Loading up my cube during the coldest day of the year in Boston. |
Some brief updates:
My custom-built glass table survived the trip, somehow:
The right angle joints rotate up to protect the corners of the glass. I totally designed it this way... |
Pro-level ratchet strapping. |
And I finally have enough room to put all four chairs around it! |
If you ever find yourself needing to move a 100lb slab of glass across the country, let me know and I'll give you some tips.
I now own a car:
It's a bit wet in Seattle, actually.... |
If you don't believe me, figure out what this is a picture of. |
Well, I own some fraction of a car...maybe 25%? More than I used to, anyway. Unlike Boston, It's pretty much a requirement for getting around. I haven't owned a car since high school and the car I had back then was worth less than my computer, so I'm glad to finally have something (hopefully) reliable and fun.
My Tesla coil in now only 3-4 orders of magnitude less impressive than a oneTesla:
I intentionally did not ship my coil with the rest of my possessions because I wanted to work on it a bit more before I left. (I promised Clare Fairchild that it would make some form of sparks before I left.) All systems seem to be working as expected up to this test which was at 48V DC input, so still low power.
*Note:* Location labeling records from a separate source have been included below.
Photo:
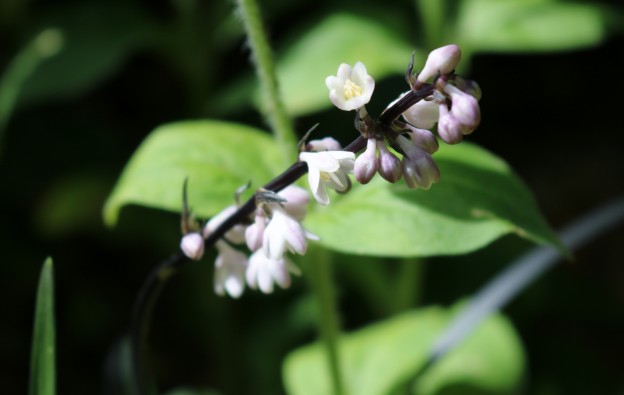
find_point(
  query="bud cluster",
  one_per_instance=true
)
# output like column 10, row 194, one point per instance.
column 392, row 147
column 448, row 100
column 274, row 230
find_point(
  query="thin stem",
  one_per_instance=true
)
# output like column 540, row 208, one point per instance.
column 272, row 103
column 142, row 317
column 150, row 290
column 322, row 281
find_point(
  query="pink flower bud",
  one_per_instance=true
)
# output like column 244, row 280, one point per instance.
column 464, row 108
column 423, row 114
column 192, row 245
column 423, row 139
column 366, row 164
column 442, row 60
column 449, row 128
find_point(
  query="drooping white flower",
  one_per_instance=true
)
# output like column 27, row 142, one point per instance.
column 328, row 169
column 192, row 245
column 284, row 233
column 230, row 268
column 351, row 88
column 263, row 271
column 419, row 169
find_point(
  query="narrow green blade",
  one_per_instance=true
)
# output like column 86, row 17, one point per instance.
column 42, row 365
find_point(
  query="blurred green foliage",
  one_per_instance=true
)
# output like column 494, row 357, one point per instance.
column 125, row 68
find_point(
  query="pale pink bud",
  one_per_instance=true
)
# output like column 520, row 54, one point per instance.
column 442, row 60
column 423, row 139
column 192, row 245
column 389, row 165
column 366, row 164
column 423, row 114
column 464, row 108
column 449, row 128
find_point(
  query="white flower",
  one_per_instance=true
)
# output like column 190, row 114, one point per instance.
column 328, row 169
column 284, row 232
column 351, row 88
column 192, row 245
column 230, row 267
column 263, row 272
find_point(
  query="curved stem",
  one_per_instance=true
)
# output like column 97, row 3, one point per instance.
column 511, row 281
column 272, row 103
column 150, row 290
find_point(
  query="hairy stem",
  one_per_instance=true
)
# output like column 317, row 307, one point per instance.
column 272, row 103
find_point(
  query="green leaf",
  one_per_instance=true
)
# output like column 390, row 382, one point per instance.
column 477, row 200
column 339, row 38
column 383, row 357
column 217, row 157
column 93, row 47
column 528, row 25
column 42, row 364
I carefully wrapped and shipped the coil separately so that I can continue to work on it here, when I get the chance, tuning it and turning the power up so that it can break out on its own. Once I get some respectable arcs, I will take another stab at writing a MIDI parser so it can play music.
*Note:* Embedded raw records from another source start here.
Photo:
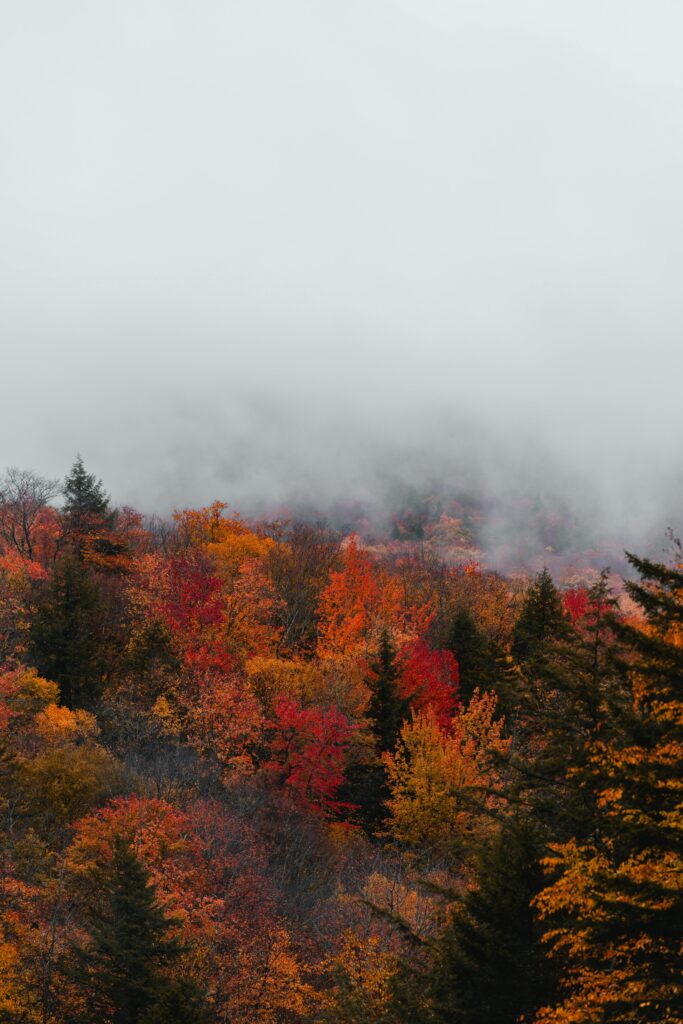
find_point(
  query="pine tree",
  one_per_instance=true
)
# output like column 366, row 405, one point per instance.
column 488, row 964
column 120, row 971
column 542, row 617
column 477, row 659
column 558, row 702
column 66, row 633
column 386, row 709
column 614, row 906
column 86, row 505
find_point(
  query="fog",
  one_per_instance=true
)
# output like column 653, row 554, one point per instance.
column 281, row 252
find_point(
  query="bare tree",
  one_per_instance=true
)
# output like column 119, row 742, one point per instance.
column 23, row 496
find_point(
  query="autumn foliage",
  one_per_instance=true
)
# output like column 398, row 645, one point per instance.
column 268, row 772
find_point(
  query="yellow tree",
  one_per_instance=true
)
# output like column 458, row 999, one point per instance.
column 442, row 781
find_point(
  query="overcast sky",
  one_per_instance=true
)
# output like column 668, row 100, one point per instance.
column 256, row 248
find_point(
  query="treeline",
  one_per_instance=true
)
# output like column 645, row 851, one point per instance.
column 260, row 772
tinyKart is a wreck, but it's getting a complete overhaul:
What |
the |
fuck |
happened |
here? |
Pretty much every part is covered two years worth of dirt deposited by snow and rain, including the most recent stretch of endurance laps run during a severe downpour at Maker Faire NY. Besides that, the damage report consists of: both pulleys and motor shafts (destroyed), one drive belt (destroyed), two spindles (bent), one brake mount (bent), both chassis plates (bent), and at least one full set of tires. Basically, the whole thing needs to be taken apart, cleaned, and fixed. However, that gives me the chance to do something I've wanted to do for a while: paint it.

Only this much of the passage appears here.